— Да, — через силу ответил Хейман. — С пятнадцатого.
— Хороший был год, нескучный, — пошутил Пастор.
Хриплый страшный кашель сотряс его тело, от боли Густ прикусил губу, по щеке поползла темная струйка. Хейман нашарил его ладонь, еще совсем недавно сильную, крепкую, ныне слабую, безвольную, холодную.
— Я слишком старый для сказок, — сказал Пастор. — Ты ведь понимаешь — это все.
— Носилки…
— Новобранцы бросят меня под первым же кустом. Испугаются, сбегут. Потом придут крысы. Им теперь раздолье… А даже если дотащат… Ты же знаешь — лекарств нет, ничего нет. Тряпку с соленой водой на раны[94] — и швырнут на охапку соломы. Буду умирать в луже мочи. Лучше уж так… Здесь и быстро.
— Нет! — почти воскликнул Хейман, он хотел было встать, но пальцы Густа сжались на руке командира почти с прежней силой.
— Фридрих, мне больно, — тихо сказал, почти прошептал раненый. — И я все равно не дотяну до рассвета. Мне очень больно…
Трясущимися пальцами лейтенант достал злополучную папиросу, сунул в рот и втянул воздух, пропитанный запахом скверного эрзац-табака, дыма и пороха. Хотелось кричать, бежать — куда-нибудь, только подальше отсюда. Подальше от окружающей боли, смерти и невыносимой ответственности.
И словно что-то переломилось в его душе. Хейман медленно взял папиросу и, так и не зажигая, щелчком отправил ее в темноту. Он и сам не мог бы сказать — зачем это сделал. Может быть, чтобы сделать хоть что-нибудь. Может быть — неосознанно справляя тризну по уходящему товарищу.

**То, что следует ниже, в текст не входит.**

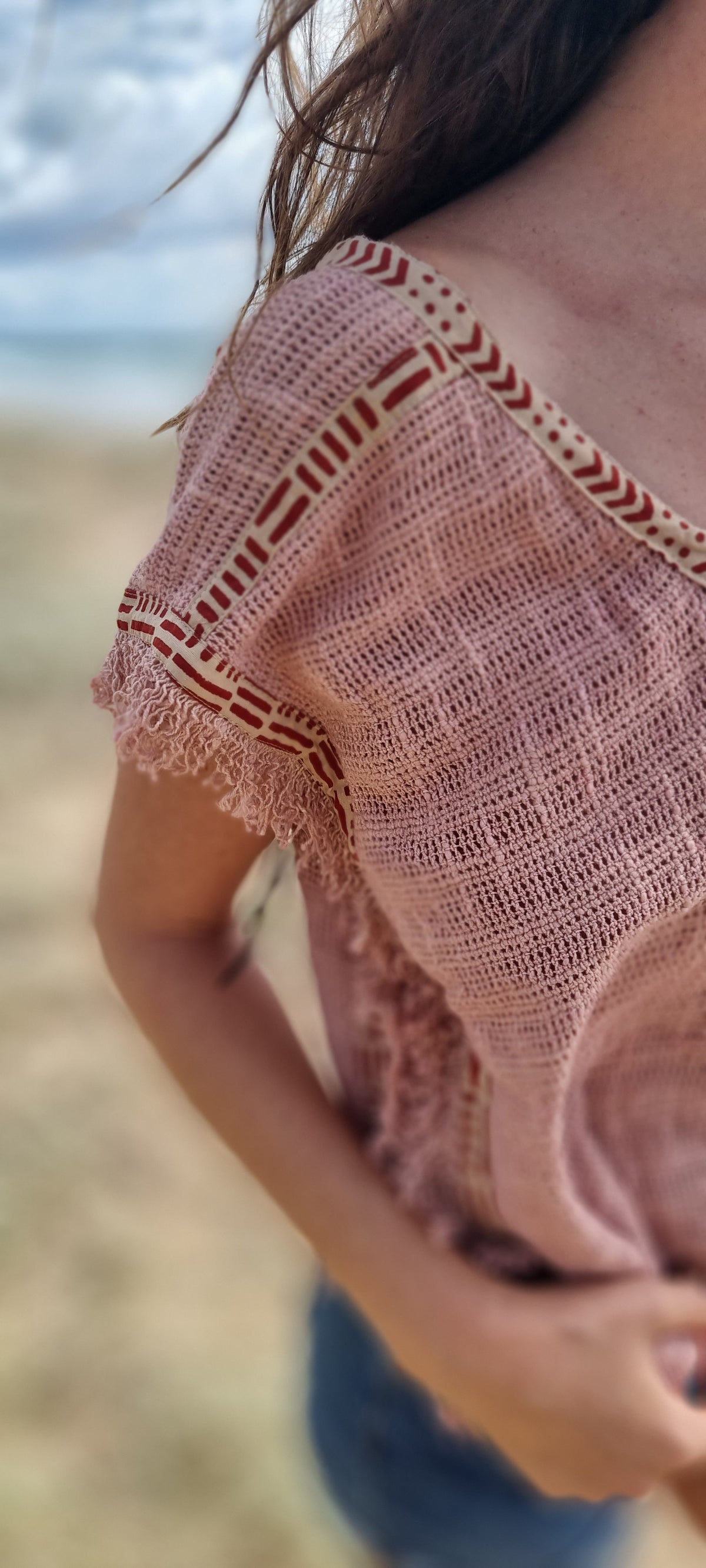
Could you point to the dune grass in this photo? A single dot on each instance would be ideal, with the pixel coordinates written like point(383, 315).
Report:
point(151, 1299)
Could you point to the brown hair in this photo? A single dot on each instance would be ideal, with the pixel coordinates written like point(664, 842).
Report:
point(419, 102)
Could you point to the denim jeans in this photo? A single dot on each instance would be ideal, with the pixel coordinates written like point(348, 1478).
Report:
point(421, 1495)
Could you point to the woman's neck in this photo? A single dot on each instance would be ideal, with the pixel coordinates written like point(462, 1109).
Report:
point(617, 198)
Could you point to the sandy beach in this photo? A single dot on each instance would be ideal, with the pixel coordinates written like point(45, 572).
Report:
point(153, 1300)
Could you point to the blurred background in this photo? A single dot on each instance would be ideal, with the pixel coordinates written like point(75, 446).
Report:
point(151, 1299)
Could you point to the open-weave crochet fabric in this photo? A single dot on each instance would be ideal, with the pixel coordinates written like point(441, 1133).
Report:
point(422, 626)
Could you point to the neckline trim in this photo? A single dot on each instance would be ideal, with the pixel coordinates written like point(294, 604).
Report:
point(448, 313)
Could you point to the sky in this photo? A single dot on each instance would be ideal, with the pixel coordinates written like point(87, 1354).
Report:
point(102, 104)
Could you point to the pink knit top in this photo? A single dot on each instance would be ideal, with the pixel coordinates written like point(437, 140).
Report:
point(424, 628)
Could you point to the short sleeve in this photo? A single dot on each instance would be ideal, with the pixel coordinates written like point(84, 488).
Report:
point(217, 657)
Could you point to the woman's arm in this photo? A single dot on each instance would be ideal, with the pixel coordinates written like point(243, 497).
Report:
point(564, 1380)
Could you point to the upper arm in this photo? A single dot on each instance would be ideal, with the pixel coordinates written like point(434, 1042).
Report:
point(172, 858)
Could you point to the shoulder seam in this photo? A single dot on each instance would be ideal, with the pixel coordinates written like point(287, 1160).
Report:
point(324, 460)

Он погладил ладонь Густа почти отеческим жестом. Пастора била дрожь, зубы скрипели от боли, но Гизелхер, превозмогая страдания, улыбнулся командиру и другу. Хейман достал пистолет.
— Нет, — прохрипел Гизелхер. — Нельзя, плохо для боевого духа… Командир убивает своих… Не с нашей сбродной командой…
Сжав челюсти, лейтенант несколькими взмахами ножа отхватил от одеяла, на котором лежал раненый, широкую полосу плотной материи. Аккуратно сложил ее в несколько раз, пока в руках у него не оказался плотный сверток шириной в две ладони.
— Пройдя долиной смертной тени, не убоюсь зла…[95] — прошептал Густ, отрешенно глядя в пустоту уже не видящими глазами.
— Прощай, друг, — тихо произнес Фридрих. — Прощай.
— Ты не справился!
Франциск Рош, словно не слыша обвинения, продолжил чистить «мушкет». Стоящий прямо напротив него солдат яростно потрясал кулаками, вымещая на бронебойщике усталость, страх и ожидание нового дня.
— Ну, ведь он же не справился! Из-за него нас накрыли! Я слышал — ему приказали подстрелить танк с телеграфом, а он не справился!
Рош взглянул снизу вверх на кричавшего, пригладил ус. Гевер в его руках неожиданно развернулся дулом точно в лицо «собеседнику».
— А в тебя — справлюсь? — с ледяным спокойствием спросил бразилец. Обвинявший запнулся, сжал кулаки, но громадный ствол «клепальщика» все так же — не дрогнув — смотрел ему в глаза. С такого расстояния и в таком ракурсе тринадцатимиллиметровый калибр казался страшнее «Большой Берты».[96] Но отступать было унизительно, рука стоявшего скользнула за пояс, к рукояти ножа. Палец Роша на крючке «мушкета» чуть дрогнул.